After lunch, i gave him a box of malteasers and he fell upon them immediately and started eating them. I laughed so much at that. Part of it was relief that he hadn't forgotten everything and part of it was because i was really beginning to see the real Dan starting to come back to me.

As he ate i sat on the chair by his bed, and pulled my apple macbook from my bag and set it down between us on the edge of the bed.

The rest of that afternoon was spent with me scrolling through twitter and tumblr like we used to spend so much of our time. At first i just did normal stuff, like retweeting a post by Jack Howard or reblogging a picture of 'L' from Death Note, but after a while i couldn't resist checking the tags for me and Dan. I was determined to act normal so i didn't react when i knew Dan was looking at me asking silent questions.

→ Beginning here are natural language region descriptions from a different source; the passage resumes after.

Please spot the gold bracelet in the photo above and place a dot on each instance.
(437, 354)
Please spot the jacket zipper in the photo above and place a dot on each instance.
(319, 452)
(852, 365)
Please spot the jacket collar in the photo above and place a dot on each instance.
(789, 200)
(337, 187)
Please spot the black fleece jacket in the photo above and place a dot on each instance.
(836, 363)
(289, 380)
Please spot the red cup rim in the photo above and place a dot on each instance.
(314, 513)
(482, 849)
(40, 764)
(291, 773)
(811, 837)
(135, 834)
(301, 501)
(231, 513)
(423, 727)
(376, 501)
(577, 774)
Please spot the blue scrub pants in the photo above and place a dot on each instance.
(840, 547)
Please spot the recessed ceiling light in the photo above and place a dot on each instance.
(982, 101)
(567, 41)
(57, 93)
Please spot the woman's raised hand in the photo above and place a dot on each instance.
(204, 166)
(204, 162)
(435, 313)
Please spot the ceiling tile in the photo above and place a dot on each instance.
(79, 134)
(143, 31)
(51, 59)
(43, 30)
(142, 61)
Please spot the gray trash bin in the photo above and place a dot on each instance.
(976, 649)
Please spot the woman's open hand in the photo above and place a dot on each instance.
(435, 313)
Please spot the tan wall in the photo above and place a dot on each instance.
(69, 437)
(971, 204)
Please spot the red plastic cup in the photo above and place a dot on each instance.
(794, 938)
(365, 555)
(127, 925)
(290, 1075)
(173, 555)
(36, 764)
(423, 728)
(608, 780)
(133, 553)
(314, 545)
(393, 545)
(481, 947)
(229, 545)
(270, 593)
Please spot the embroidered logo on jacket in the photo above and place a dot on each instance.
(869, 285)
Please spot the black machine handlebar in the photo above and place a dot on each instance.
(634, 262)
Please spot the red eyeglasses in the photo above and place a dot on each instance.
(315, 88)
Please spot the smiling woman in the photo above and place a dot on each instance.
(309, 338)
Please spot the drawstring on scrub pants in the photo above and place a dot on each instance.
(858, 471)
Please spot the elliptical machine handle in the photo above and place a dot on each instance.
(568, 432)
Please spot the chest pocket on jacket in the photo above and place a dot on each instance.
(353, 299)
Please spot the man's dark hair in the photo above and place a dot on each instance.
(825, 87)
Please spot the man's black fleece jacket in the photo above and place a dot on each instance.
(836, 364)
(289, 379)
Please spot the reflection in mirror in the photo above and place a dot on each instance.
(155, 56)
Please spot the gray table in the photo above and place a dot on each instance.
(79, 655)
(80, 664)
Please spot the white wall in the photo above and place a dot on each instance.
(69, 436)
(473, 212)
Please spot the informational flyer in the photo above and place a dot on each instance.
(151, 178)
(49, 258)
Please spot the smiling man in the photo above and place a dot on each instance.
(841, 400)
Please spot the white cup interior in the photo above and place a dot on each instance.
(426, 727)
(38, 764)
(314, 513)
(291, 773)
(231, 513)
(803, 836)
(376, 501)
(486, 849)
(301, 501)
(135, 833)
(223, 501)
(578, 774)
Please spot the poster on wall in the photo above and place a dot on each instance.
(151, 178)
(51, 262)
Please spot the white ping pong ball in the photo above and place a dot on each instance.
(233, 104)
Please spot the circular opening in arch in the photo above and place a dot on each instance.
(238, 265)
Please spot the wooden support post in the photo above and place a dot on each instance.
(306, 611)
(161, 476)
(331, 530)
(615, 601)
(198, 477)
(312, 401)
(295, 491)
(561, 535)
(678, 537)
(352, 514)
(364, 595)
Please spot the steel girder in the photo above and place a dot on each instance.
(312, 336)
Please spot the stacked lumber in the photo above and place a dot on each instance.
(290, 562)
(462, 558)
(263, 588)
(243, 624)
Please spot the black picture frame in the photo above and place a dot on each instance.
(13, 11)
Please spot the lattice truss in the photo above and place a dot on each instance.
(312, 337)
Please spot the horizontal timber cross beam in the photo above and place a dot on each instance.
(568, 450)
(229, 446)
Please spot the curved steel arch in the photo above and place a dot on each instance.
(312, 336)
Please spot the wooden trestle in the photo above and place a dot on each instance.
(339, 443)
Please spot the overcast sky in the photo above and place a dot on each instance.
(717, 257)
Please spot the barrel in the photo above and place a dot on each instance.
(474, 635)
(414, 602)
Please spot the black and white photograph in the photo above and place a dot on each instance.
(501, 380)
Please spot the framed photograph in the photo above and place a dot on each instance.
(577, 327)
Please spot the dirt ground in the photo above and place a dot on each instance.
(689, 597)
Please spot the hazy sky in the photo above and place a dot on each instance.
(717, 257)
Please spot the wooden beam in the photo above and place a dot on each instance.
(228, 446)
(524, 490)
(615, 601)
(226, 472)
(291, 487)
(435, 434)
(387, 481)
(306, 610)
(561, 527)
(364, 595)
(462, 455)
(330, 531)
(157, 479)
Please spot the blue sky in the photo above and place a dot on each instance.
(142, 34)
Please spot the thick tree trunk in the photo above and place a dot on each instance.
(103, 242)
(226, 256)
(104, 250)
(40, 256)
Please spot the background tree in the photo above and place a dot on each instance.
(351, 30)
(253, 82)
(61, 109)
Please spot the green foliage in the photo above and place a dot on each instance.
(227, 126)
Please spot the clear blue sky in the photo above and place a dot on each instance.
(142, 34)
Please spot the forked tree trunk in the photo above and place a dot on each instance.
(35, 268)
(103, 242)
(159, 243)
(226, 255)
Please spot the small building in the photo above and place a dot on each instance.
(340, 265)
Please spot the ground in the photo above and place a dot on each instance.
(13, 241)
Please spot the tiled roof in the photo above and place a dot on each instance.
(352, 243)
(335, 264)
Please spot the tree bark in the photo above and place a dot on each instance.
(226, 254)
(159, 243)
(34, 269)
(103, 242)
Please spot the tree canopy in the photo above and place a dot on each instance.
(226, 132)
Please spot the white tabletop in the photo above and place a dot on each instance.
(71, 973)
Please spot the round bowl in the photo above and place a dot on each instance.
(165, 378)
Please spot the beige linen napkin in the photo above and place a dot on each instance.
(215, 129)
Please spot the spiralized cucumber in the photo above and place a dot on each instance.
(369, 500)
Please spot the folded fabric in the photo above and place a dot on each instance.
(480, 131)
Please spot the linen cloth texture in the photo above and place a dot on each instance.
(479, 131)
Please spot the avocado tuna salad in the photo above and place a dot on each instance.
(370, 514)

I then reverted to YouTube and began watching all the videos in my subscriptions box, hoping that the familiar faces of other youtubers would spark recognition in him.

And then finally, when i knew that visiting hours where nearly over i stated to play some of his and my videos. I watched him closely as he stared at the screen. I could not be sure if he was fully recognizing the speech, or if he could process what he was seeing and hearing yet. The doctor said that with time and support he should be able to recover his memories and his ability to speak and listen...

The video ended. The room had grown dark around us because i had forgotten to turn the light on while we had been absorbed. Dan still sat as he had looking at the computer screen, fiddling with the Totoro that was still in his lap.

"Dan?" i whispered, hoping he would smile at me, or indicate in some why that he was ok.

He said nothing. I waited. Hoping for just about anything.

Dan did nothing. I felt so let down. I really thought that today would have helped him remember, but he just sat that. I got up to leave, trying to hold back the tears until i was outside of his room. I packed my macbook away and walked to the door, when from behind me a heard Dan make a croaky noise. I froze, wondering what it was.

Nothing.

"Goodnight Dan." i whispered.

Nothing.

I reached out for the door and as i did so Dan made the croaky noise again, but more urgently.

I turned around just in time to see him drop his head into his hands, i rushed over to him concerned that he was about to have another stoke. But when i reached him i could see he was crying, his shoulders hunched over. Instinctively i hugged him to me and we sat there for a bit.

After a while he pulled back from me, and looking straight into my eyes, whispered "Phil."